Una fra tutte: la corsa su per le scale di Gospodin (interpretato da Claudio Santamaria) che in queste come in tante altre scene ha lavorato davvero sodo per una interpretazione anche molto “fisica”.
Un occhio ai costi, ma...
Scelte che - intuitivamente - avranno anche il pregio di essere meno dispendiose di altre, ma gestite con tale intelligenza e maestria da non far rimpiangere budget superiori.
Una serie di elementi positivi che danno vita a uno spettacolo convincente dove spiccano anche e proprio i “comprimari”.
Valentina Picello sa caratterizzare con pochi raffinati tocchi i tanti personaggi che interpreta: la fidanzata stolidamente conformista ma fatalmente e sottilmente ostile; l’amica pettegola e piagnucolosa; la madre fragile, vanesia, smarrita e un po’ puttana...
Piccole trasformazioni nel tono della voce, nell’inflessione, nelle movenze che identificano con nettezza i diversi caratteri.
Lo stesso vale per Marcello Prayer, eccellente interprete della sua personale galleria: l’amico artista, il boss, l’antiquario, il dirigente di marketing eccetera eccetera...

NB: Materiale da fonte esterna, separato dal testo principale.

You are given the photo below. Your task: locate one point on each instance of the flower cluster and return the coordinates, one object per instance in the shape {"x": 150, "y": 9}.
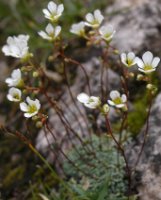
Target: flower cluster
{"x": 92, "y": 102}
{"x": 94, "y": 20}
{"x": 15, "y": 82}
{"x": 147, "y": 64}
{"x": 17, "y": 47}
{"x": 53, "y": 12}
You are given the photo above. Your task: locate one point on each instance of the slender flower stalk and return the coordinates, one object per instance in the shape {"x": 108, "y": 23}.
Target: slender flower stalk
{"x": 148, "y": 63}
{"x": 30, "y": 108}
{"x": 53, "y": 11}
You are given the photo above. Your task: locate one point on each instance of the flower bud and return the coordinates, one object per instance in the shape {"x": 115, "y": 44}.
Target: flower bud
{"x": 150, "y": 86}
{"x": 39, "y": 124}
{"x": 105, "y": 109}
{"x": 35, "y": 74}
{"x": 140, "y": 77}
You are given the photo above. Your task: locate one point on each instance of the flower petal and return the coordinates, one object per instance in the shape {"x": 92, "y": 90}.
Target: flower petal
{"x": 123, "y": 98}
{"x": 49, "y": 29}
{"x": 60, "y": 9}
{"x": 89, "y": 17}
{"x": 147, "y": 57}
{"x": 139, "y": 62}
{"x": 57, "y": 30}
{"x": 155, "y": 62}
{"x": 114, "y": 94}
{"x": 98, "y": 16}
{"x": 23, "y": 107}
{"x": 131, "y": 56}
{"x": 83, "y": 98}
{"x": 52, "y": 7}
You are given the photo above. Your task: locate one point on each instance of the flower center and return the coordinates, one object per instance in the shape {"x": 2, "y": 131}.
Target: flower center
{"x": 32, "y": 108}
{"x": 147, "y": 67}
{"x": 16, "y": 96}
{"x": 129, "y": 61}
{"x": 118, "y": 100}
{"x": 95, "y": 22}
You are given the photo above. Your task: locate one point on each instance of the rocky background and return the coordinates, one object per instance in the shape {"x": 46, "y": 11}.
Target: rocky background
{"x": 138, "y": 29}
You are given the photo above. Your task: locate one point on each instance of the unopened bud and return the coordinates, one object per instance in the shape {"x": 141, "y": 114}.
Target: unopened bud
{"x": 35, "y": 74}
{"x": 105, "y": 109}
{"x": 150, "y": 86}
{"x": 140, "y": 77}
{"x": 34, "y": 118}
{"x": 131, "y": 74}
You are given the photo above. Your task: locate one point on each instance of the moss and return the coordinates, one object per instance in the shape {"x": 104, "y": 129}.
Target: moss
{"x": 137, "y": 118}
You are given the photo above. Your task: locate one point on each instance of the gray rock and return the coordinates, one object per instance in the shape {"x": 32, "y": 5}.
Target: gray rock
{"x": 137, "y": 24}
{"x": 148, "y": 170}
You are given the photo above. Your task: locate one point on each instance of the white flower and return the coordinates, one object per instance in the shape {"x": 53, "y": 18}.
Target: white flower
{"x": 107, "y": 32}
{"x": 148, "y": 63}
{"x": 51, "y": 33}
{"x": 30, "y": 108}
{"x": 54, "y": 11}
{"x": 94, "y": 20}
{"x": 15, "y": 79}
{"x": 17, "y": 46}
{"x": 128, "y": 59}
{"x": 117, "y": 100}
{"x": 14, "y": 94}
{"x": 89, "y": 101}
{"x": 78, "y": 28}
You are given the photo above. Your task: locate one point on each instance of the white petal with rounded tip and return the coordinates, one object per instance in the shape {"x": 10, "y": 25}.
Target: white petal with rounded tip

Entrambi gli attori di tanto in tanto poi si “spogliano”, si smarcano dai loro personaggi e con naturalezza si trasformano in narratori, voci “fuori campo”.
Unica nota appena sopra le righe (concessione registica al divertissement?) la scenetta finale dei poliziotti, che risulta un tantino macchiettistica.
Tre protagonisti in scena
Comunque, alla fine, il risultato è che in scena ci sono tre protagonisti e che la figura di Gospodin è forse quella più piatta, non certo per demerito dell’ottimo Santamaria quanto per una azzeccata scelta registica.
Gospodin è come “agito “ dagli altri personaggi, confuso e neutro com’è, diventa il canovaccio su cui si muovono le loro velleità.
Gospodin è pietra di paragone e specchio, su cui si proiettano vizi e debolezze dell’umanità reale rappresentata proprio dai suoi “amici”, interpreti di logiche e debolezze che sono magari aberranti, forse persino evidenti, ma che sono quelle che agiscono, in fondo, tutti noi tutti giorni.
Interessante il testo del drammaturgo Philippe Lhole
Interessante il testo del drammaturgo Philippe Lhole.
Un po’ macchinoso l’inizio, va bene, ma è normale che occorra un minimo per entrare in argomento.
Sul limite dell’artificioso poi il “lieto fine”, ma è apprezzabile lo sforzo in un certo senso “realistico” (l’alternativa sarebbe stata per Gospodin di finire come clochard, con tutta una serie di complicazioni non facili da gestire).
Comunque il messaggio vero passa, quello di un contesto sociale travisato dal denaro, dove prima ancora che uomini bisogna essere consumatori, anzi dove si può essere - in un certo senso - soltanto consumatori.
La soluzione intermedia in fondo non esiste, i buoni intenti si sfasciano a fronte dei condizionamenti, delle regole del buon convivere sociale che cancellano il dialogo (se non è perfettamente conformista) persino fra le persone che dovrebbero essere vicine, amarsi.
L’interrogativo di fondo
L’interrogativo insomma è se davvero noi, tutti i giorni, facciamo ciò che crediamo di fare: scegliere e distinguere fra ciò che è necessario per vivere e ricavare i nostri spazi di intimità e di verità o se - invece - siamo inconsapevoli pedine di un meccanismo al quale nessuno sa ribellarsi fino in fondo.
Perché l’unica soluzione - insegna Gospodin - è rifiutare l’uso del denaro con tutto ciò che inevitabilmente comporta.
Bello spettacolo, da vedere, dimostrazione che la drammaturgia contemporanea offre un livello di libertà espressiva e creativa che è certamente gratificante da tutti punti di vista: registico, artistico e anche per il pubblico.